HeadEast1

This is a prime exam­ple of a group that trudged along in semi-obscurity for many years but man­aged to rack up one gen­uine clas­sic of an album.  Head East was a jour­ney­man arena-rock out­fit that criss-crossed the coun­try as a pop­u­lar tour­ing act dur­ing the lat­ter half of the 1970’s.  Their sound is best described as a southern-accented vari­a­tion of the AOR style that groups like Foreigner and Journey were pop­u­lar­iz­ing around the same time.  They released a slew of albums dur­ing their major-label days but the one that fans of this stuff remem­ber is their amaz­ing debut, Flat As A Pancake.
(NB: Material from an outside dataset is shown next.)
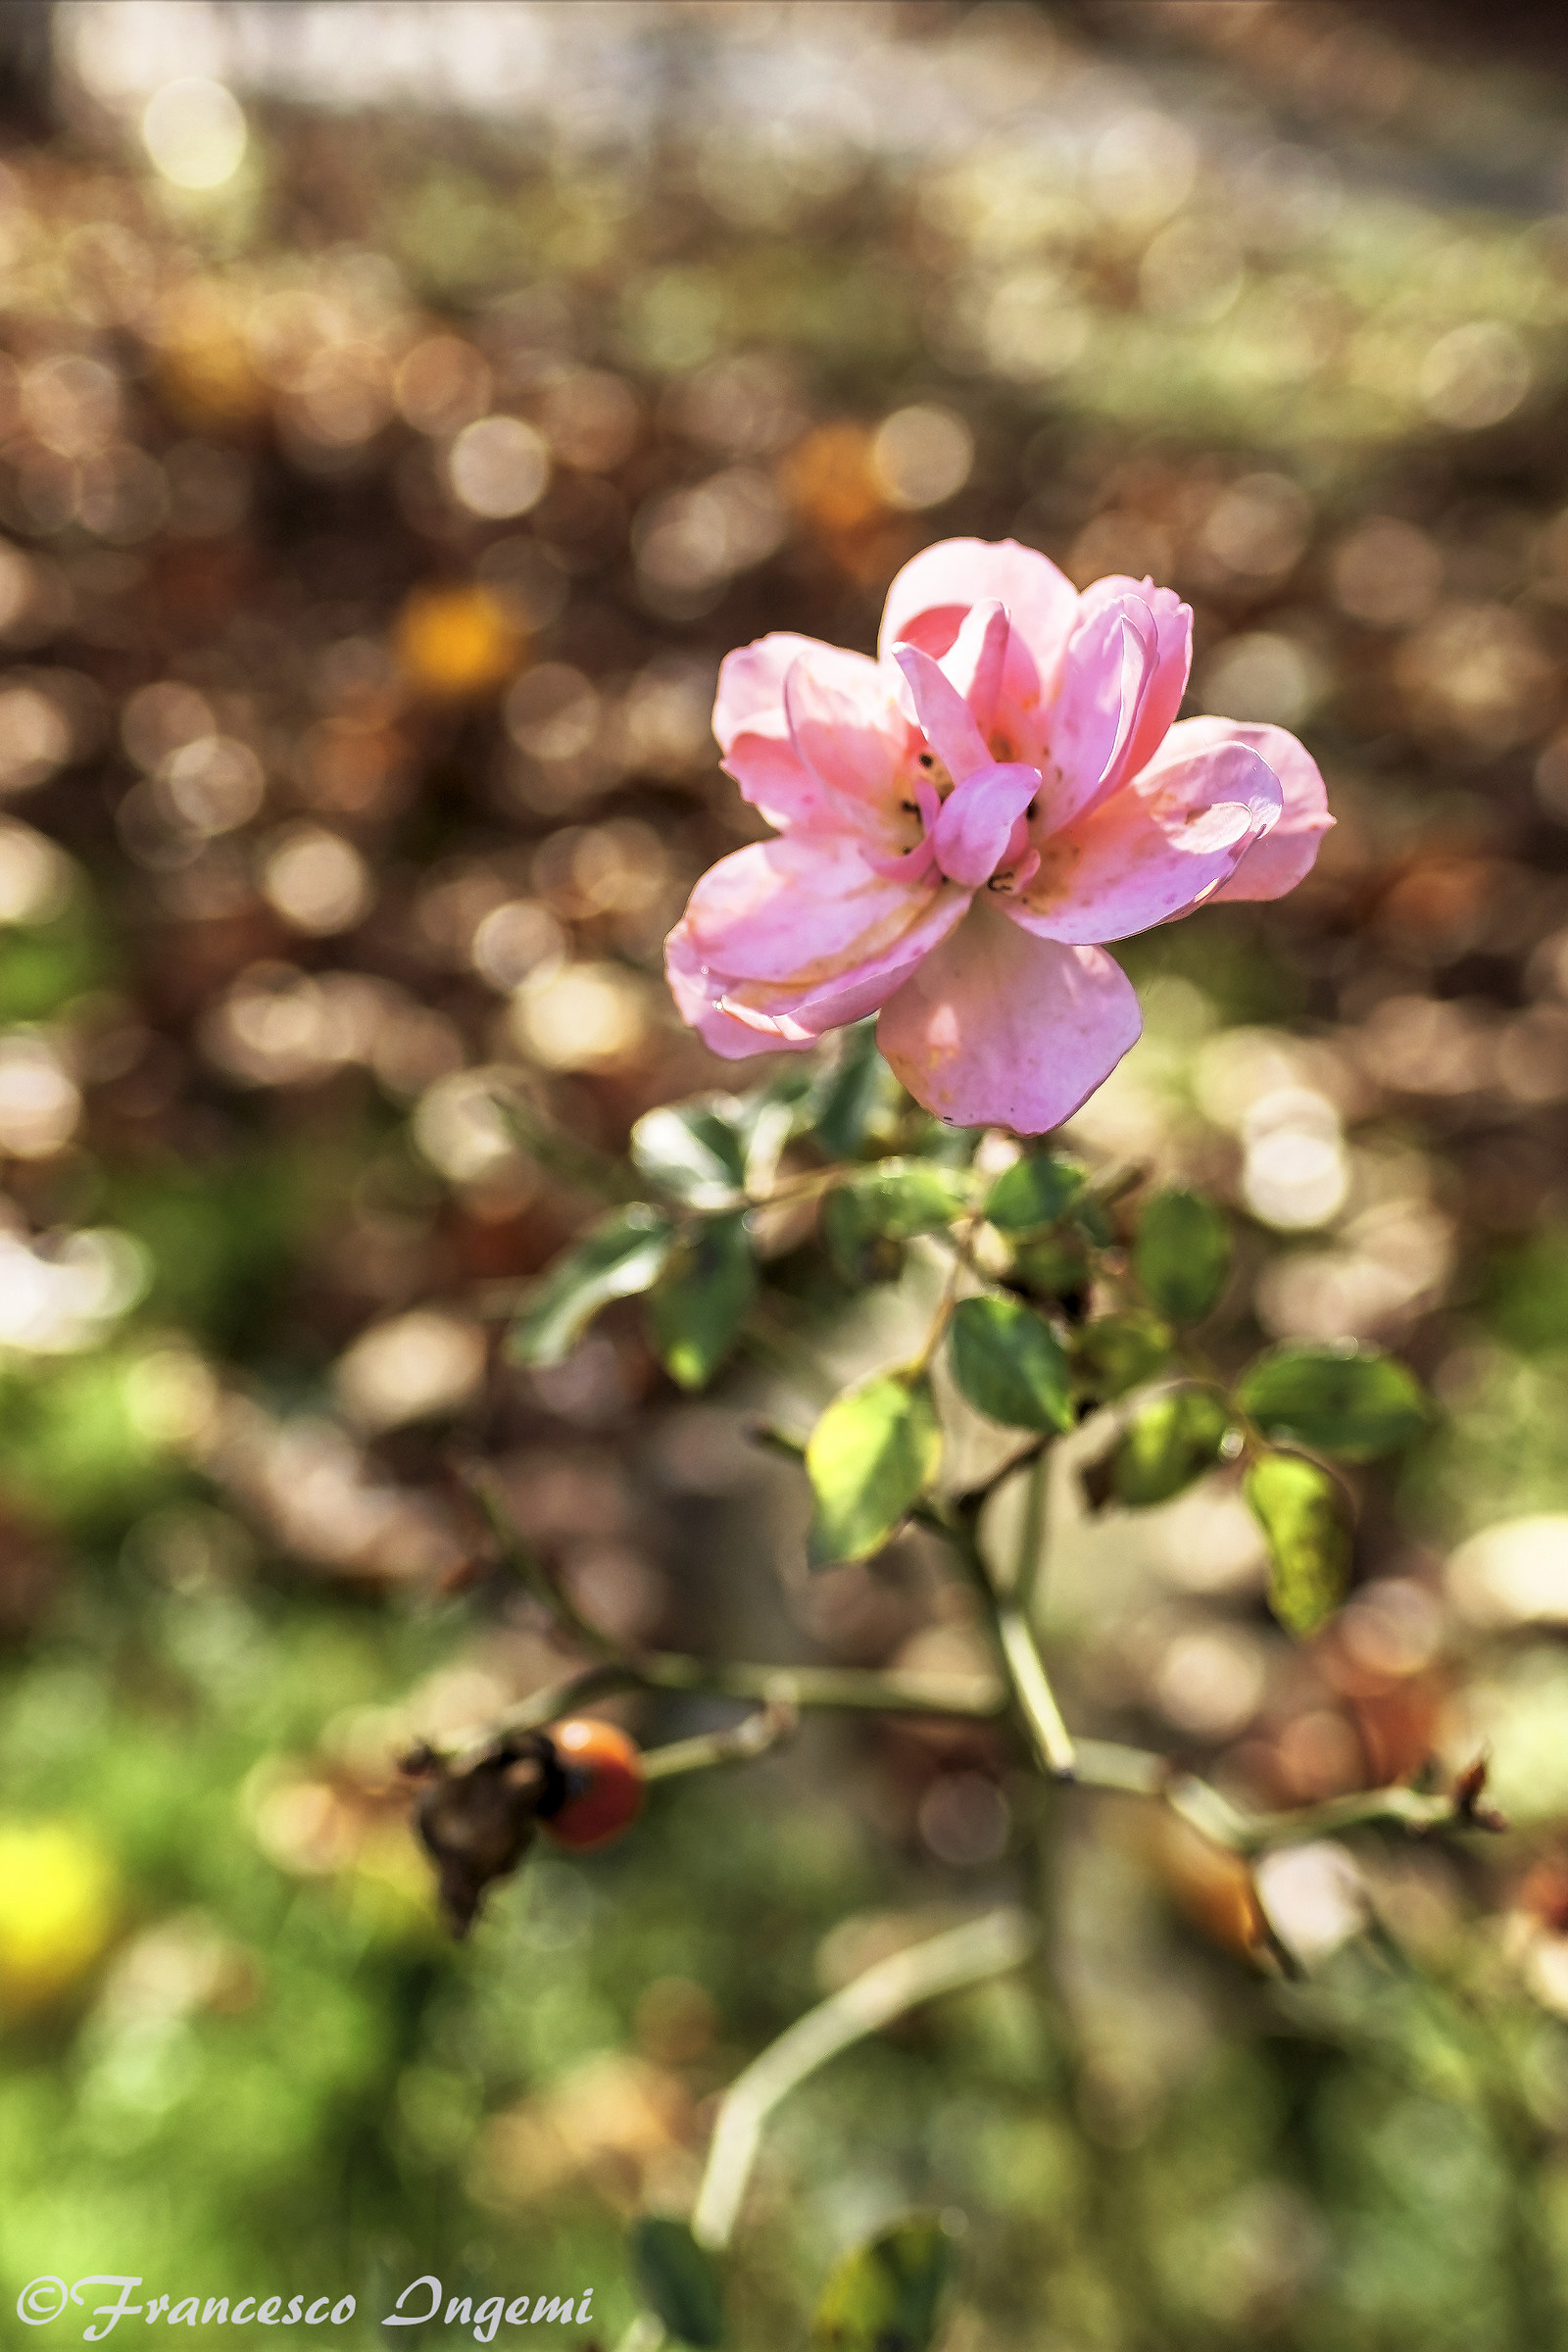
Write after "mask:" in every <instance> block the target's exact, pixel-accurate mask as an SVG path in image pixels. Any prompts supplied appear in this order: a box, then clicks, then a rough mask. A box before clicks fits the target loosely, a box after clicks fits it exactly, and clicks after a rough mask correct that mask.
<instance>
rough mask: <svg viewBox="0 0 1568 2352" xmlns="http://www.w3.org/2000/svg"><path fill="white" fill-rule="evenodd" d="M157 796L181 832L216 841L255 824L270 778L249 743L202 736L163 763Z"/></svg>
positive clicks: (229, 738)
mask: <svg viewBox="0 0 1568 2352" xmlns="http://www.w3.org/2000/svg"><path fill="white" fill-rule="evenodd" d="M158 795H160V800H162V802H165V804H167V809H169V814H172V816H174V821H176V823H179V826H183V828H186V830H188V833H200V835H205V837H214V835H219V833H233V830H235V826H247V823H249V821H252V816H254V814H256V809H259V807H261V802H263V797H266V774H263V769H261V760H259V757H256V753H254V750H252V748H249V743H240V741H237V739H235V736H197V739H195V743H181V748H179V750H176V753H169V757H167V760H165V762H162V767H160V769H158Z"/></svg>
The song you may know from this album is “Never Been Any Reason,” a song that Richard Linklater used in Dazed And Confused.  This clas­sic rock radio sta­ple that lays out the group’s strengths in full force  – full-blooded vocal har­monies, solid Southern-rock rif­fery & ensem­ble play­ing and a pen­chant for prog-style fanci­ness in the arrange­ments & key­board licks.  In this song and on the rest of the album, the band pinches lit­tle bits of inspi­ra­tion from every­where – Lynyrd Skynyrd, Led Zeppelin, the Moody Blues, even a bit of Grand Funk – but they syn­the­size these dis­parate influ­ences in a per­son­al­ized way (a defin­ing ele­ment of qual­ity schlock-rock).

Other notable tracks on here include “City Of Gold,” a synth-fortified rocker that works in a stun­ning and unex­pected bridge of vocal har­monies against a mel­lotron back­drop, and “Jefftown Creek,” a moody Southern rocker whose uni­son singing shows off the group’s vocal chops to impres­sive effect.  Not every track is a stand­out like these afore­men­tioned gems but each one harbors at least one nifty sur­prise in its arrange­ment – check out the way the key­board player teaches his synth to sing the blues at the end of “Lovin’ Me Along” – and the album hangs together beautifully.

As a result of the group’s focus on carefully-crafted arrange­ments, Flat As A Pancake flows effort­lessly from track to track and feels more like a best-of album than a debut.  It’s per­fect car radio rock, espe­cially if you are dri­ving through the South… and take a close look at the album’s back cover – its ‘chomp­ing on pan­cakes in a diner’ visual motif pre­dates the sim­i­lar, more famous shot from Supertramp’s Breakfast In America by four years (they were even put out by same record label!).